Side effects include hepatotoxicity, flu-like syndromes, and, rarely,
thrombocytopenia and renal failure when given intermittently.
Clofazimine, a
phenazine dye that is similar to dapsone in activity against M. leprae,
is given at oral dosages of 50 mg/day to 100 mg 3 times/wk. A dose of
300 mg/day is moderately active against lepra type 2 reactions and
possibly against lepra type 1 reactions. Adverse effects include GI
intolerance and an uneven reddish black skin discoloration.
Ethionamide: 250
to 500 mg/day po is also effective. However, because it causes GI
irritability in many patients and may cause liver dysfunction,
especially when given with rifampin, it is not advocated unless liver
function can be monitored regularly.
Recently, three
antimicrobials: minocycline (100 mg po daily), clarithromycin (500
mg po daily), and ofloxacin (400 mg po daily), have been found to
rapidly kill M. leprae and also effectively reduce dermal infiltration
in clinical trials of lepromatous leprosy. Their bactericidal activity
for M. leprae is greater than that of dapsone, clofazimine, and
ethionamide, but not rifampin. Only minocycline has proven safety for
the long-term administration required in leprosy.
Recommended regimens:
Dapsone-resistant leprosy has been reported; most patients with primary
dapsone resistance demonstrate only partial resistance and do respond to
usual doses. Nevertheless, the WHO recommends multidrug regimens for all
forms of leprosy. In the USA, where primary dapsone resistance is rare,
drug sensitivity testing in mice is recommended for all newly diagnosed
and relapsed multibacillary (lepromatous and borderline) patients. For
multibacillary leprosy in adults, the WHO advocates dapsone 100 mg/day,
clofazimine 50 mg/day plus 300 mg once monthly, and rifampin 600 mg once
monthly. This regimen should be maintained for at least 2 yr or until
results of skin biopsies are negative (usually in about 5 yr).
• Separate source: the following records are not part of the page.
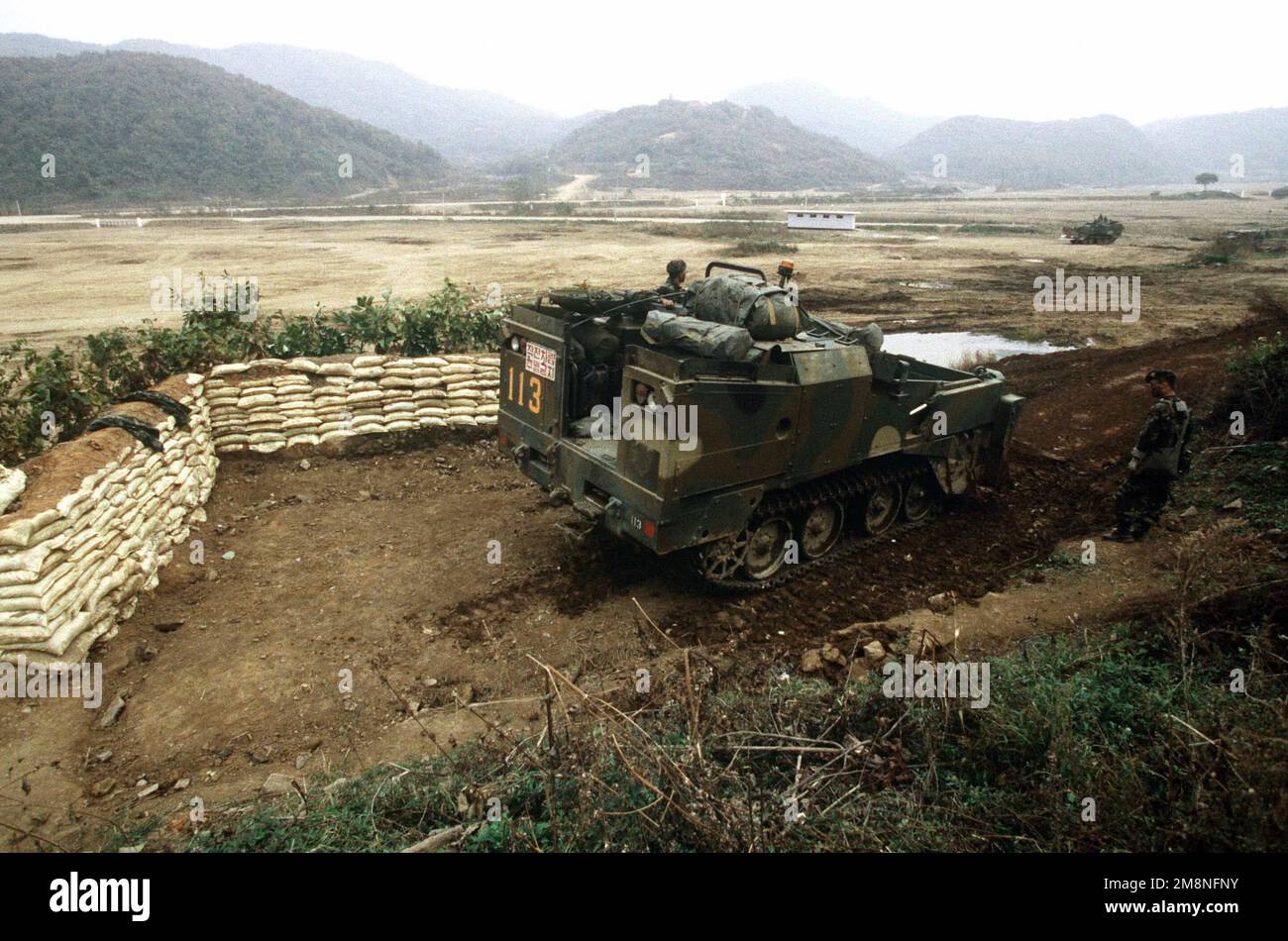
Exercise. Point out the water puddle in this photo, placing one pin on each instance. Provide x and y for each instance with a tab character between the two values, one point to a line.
951	348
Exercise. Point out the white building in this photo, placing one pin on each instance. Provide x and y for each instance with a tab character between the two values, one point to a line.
810	219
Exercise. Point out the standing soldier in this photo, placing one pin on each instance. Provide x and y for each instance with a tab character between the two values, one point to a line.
674	291
1160	455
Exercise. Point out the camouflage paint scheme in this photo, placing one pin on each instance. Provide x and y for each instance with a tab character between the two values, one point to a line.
810	408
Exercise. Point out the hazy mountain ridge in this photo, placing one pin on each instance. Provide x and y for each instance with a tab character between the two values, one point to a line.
1102	151
861	123
464	125
483	129
134	128
697	146
1210	143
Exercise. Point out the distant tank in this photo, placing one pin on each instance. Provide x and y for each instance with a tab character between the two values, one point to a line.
1099	231
790	432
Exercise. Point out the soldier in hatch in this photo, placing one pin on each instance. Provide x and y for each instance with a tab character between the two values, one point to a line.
674	292
1160	455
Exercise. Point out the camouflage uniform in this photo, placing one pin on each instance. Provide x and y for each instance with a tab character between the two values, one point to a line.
1138	502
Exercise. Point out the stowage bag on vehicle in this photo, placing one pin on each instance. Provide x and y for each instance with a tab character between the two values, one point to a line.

For
paucibacillary leprosy (tuberculoid leprosy patients without
demonstrable AFB), the WHO recommends dapsone 100 mg/day and rifampin
600 mg once monthly for 6 mo. Many authorities in India recommend that
treatment be extended to 1 yr.
In the USA: lepromatous
leprosy is treated with dapsone 100 mg/day for life, with an initial 2-
to 3-yr regimen of rifampin 600 mg/day. Tuberculoid leprosy is treated
only with dapsone 100 mg/day for 5 yr.